A não-coincidência interlocutiva deve ser entendida como constitutiva da enunciação que nos remete à relação dual, em espelho. Nessa relação de espelhamento, o outro, de acordo com a psicanálise, aparece como reflexo do mesmo, mas se mostra na distância estrutural irredutível, pelo inconsciente, marcando a singularidade que revela os dois sujeitos, não simétricos. A assimetria entre os sujeitos demarca, que as diferenças jamais serão preenchidas.

Em sua diversidade, as formas de não-coincidência do dizer se apresentam de maneira variada nas respostas, onde os interlocutores, partindo de um ponto imaginário de domínio comunicativo, promovem um total desencontro. Os fatos e a maneira de dizê-los são inteiramente diversos, sendo impossível compartilhá-los em uma só voz.

Podemos pensar que as imagens dadas pelo enunciador não vão encontrar sua equivalência no jogo discursivo, pois está marcado, aprioristicamente, pela impossibilidade de encontro, como um reflexo exato acessível diretamente ao real da enunciação. O dizer é sempre afetado pelos quatro campos de não coincidências (a,b,c,d) .

Essas não-coincidências, para Authier-Revuz (1998), apontam para uma abordagem teórica que marca o caráter constitutivo do não-um, ou seja, a não existência de um só sentido do discurso. As imagens metaenunciativas do não-um e a AD, nos dão a possibilidade de análise, quer do ponto de vista quantitativo, isto é, o número de pontos onde esse não–um é representado, quanto no plano qualitativo, o tipo de figuras apresentadas.

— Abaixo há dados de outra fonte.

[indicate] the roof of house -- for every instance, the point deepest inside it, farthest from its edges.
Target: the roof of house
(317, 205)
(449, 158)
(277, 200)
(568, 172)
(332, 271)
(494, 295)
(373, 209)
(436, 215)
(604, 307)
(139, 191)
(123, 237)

Na possibilidade de articulação entre os dois saberes, Psicanálise e Análise do Discurso, buscamos fundamentos para análise das dificuldades estabelecidas no campo da educação, seja ela formal ou inclusiva de pessoas portadoras de necessidades especiais, posto que as dificuldades não se dão pelas deficiências que possam apresentar, alunos ou professores. A própria constituição dos sujeitos, sejam estes alunos ou professores, enquanto sujeitos psíquicos, estão assujeitados ao inconsciente.

 

Sobre o ‘corpus’: aspectos metodológicos

O ‘corpus’ aqui apresentado é parte da gravação extraída de uma hora de observação de classe de um grupo de crianças de pré escola, entre 6 e 12 anos. Estas crianças apresentavam deficiências visuais diversas. Algumas eram cegas de nascença, outras distinguiam alguma luz, sendo que uma delas ficou cega a partir dos dois anos. Dentre elas, ainda havia aquelas em que a deficiência visual estava associada a problemas psíquicos ou algum tipo de retardo mental.

Cabe aqui salientar que, segundo a OMS – Organização Mundial da Saúde (1972), os cegos são aqueles que apresentam acuidade visual de 0 a 20/200, ou seja, enxergam a 20 pés de distância aquilo que sujeitos de visão normal enxergam a 200 pés, no melhor olho, ou que tenham um ângulo visual restrito a 20 graus de amplitude.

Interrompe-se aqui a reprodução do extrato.